Well, I'm back at it. Opening up old computers, cleaning them, adjusting them--basically giving them a few more years of life when they would otherwise be destined for a landfill.
This time the name of the game is Dell Optiplex GX240. There were millions of these made, it seems. They were not the sexiest computers around--they tended to be used for business applications more than for gaming.
However, my school received 15 of these recently from the Jared Polis Foundations Community Computer Connection program.
Technology is outdated all too quickly in our world, and these desktops are no exception. Look at their specs: 20 GB Hard Drive, 1.6 GHz processor, and 256 MB of RAM.
I turned one on today and it took a long time to boot up.
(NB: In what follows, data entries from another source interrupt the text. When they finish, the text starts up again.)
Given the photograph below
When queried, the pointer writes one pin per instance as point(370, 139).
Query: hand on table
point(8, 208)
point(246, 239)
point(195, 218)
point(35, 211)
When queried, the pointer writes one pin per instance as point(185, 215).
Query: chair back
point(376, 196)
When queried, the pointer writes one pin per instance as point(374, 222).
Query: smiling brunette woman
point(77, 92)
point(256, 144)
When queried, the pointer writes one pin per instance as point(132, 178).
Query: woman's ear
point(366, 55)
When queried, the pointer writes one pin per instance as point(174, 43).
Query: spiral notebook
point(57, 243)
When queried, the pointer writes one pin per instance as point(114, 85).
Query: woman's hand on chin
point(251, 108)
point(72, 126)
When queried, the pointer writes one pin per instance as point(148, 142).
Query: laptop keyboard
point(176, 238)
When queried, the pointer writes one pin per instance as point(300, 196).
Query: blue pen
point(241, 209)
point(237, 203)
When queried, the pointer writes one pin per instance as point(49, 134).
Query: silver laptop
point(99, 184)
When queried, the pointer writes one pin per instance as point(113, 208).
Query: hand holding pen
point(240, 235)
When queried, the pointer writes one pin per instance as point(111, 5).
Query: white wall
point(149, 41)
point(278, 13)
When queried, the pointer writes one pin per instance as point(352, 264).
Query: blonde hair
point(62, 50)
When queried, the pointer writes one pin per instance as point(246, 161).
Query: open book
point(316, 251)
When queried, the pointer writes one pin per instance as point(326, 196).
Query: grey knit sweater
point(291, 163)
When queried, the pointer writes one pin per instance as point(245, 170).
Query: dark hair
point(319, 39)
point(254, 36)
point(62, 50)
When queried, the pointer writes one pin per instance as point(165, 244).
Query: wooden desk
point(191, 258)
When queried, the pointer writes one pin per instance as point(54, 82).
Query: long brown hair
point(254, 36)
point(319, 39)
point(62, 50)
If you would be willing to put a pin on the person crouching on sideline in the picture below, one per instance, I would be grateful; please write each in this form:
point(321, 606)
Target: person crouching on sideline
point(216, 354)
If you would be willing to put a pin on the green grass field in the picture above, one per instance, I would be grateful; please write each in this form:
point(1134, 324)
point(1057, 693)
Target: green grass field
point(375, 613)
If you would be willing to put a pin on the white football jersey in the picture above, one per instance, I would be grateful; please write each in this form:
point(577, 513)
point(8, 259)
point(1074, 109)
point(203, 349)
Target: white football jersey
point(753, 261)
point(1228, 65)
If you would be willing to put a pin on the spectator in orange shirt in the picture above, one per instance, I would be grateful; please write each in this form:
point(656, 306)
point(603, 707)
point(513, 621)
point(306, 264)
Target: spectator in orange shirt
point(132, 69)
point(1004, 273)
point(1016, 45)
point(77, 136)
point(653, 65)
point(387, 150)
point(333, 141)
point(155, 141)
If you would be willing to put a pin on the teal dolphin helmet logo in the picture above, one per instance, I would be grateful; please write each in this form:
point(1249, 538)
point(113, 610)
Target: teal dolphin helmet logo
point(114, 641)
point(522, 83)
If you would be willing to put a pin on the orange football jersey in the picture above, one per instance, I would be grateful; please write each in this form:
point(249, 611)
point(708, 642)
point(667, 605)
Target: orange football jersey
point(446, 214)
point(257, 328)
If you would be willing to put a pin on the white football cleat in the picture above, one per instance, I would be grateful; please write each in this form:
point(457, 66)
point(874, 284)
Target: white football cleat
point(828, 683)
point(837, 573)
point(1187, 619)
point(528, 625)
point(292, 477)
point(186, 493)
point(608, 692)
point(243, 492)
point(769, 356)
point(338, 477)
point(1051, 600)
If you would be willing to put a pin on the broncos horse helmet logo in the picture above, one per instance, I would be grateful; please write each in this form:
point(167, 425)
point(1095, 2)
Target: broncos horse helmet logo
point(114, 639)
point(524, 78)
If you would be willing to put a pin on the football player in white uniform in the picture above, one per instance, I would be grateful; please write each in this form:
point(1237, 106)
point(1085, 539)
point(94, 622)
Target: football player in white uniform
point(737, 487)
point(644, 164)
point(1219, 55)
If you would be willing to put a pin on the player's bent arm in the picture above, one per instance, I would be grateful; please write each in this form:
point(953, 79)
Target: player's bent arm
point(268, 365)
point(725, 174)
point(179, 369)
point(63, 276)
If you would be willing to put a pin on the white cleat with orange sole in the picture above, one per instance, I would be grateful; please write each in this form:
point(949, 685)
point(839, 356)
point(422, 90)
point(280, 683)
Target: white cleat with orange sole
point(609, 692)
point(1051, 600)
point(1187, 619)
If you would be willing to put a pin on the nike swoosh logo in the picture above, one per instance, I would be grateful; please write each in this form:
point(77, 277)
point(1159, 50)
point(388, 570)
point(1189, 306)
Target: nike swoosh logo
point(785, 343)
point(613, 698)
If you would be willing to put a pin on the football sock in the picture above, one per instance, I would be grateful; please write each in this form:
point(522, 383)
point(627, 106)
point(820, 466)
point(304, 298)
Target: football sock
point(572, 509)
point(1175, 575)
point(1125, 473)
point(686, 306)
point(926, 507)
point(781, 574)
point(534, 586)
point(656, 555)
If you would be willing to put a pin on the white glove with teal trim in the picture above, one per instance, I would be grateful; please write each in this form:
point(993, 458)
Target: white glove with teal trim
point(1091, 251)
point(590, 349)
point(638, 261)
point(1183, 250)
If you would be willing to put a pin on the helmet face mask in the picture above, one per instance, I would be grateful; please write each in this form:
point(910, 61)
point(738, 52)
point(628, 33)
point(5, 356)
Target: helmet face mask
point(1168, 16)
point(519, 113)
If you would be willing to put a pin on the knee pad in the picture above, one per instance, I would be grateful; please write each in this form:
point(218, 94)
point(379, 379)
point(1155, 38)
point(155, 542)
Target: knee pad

The JPF puts a barebones form of Windows XP on these and then uses free open source applications for everything else. There is no Microsoft Word or Adobe Photoshop here. Instead, you have Open Office and GIMP. In fact, there's so much open source software on here it makes you wonder why they don't just put Linux on these instead of Windows.
Well, they do. Trouble is, however, you'll have a tough time finding a school to take in any computers that don't have Windows on them.
Which is too bad, really. Recent forms of Linux (especially the Ubuntu flavors) have made it possible to turn these old sluggish machines into sleek animals once again. Hell, even the 256 MB of RAM is enough for regular Ubuntu, not to mention Xubuntu, which can operate on even less.
I have one of these at home and will be experimenting on it this weekend--mostly deciding between Ubuntu and Xubuntu. I may be running a whole lab of these this year, so I need to choose the best OS for the job. One thing is clear, though: Windows has got to go.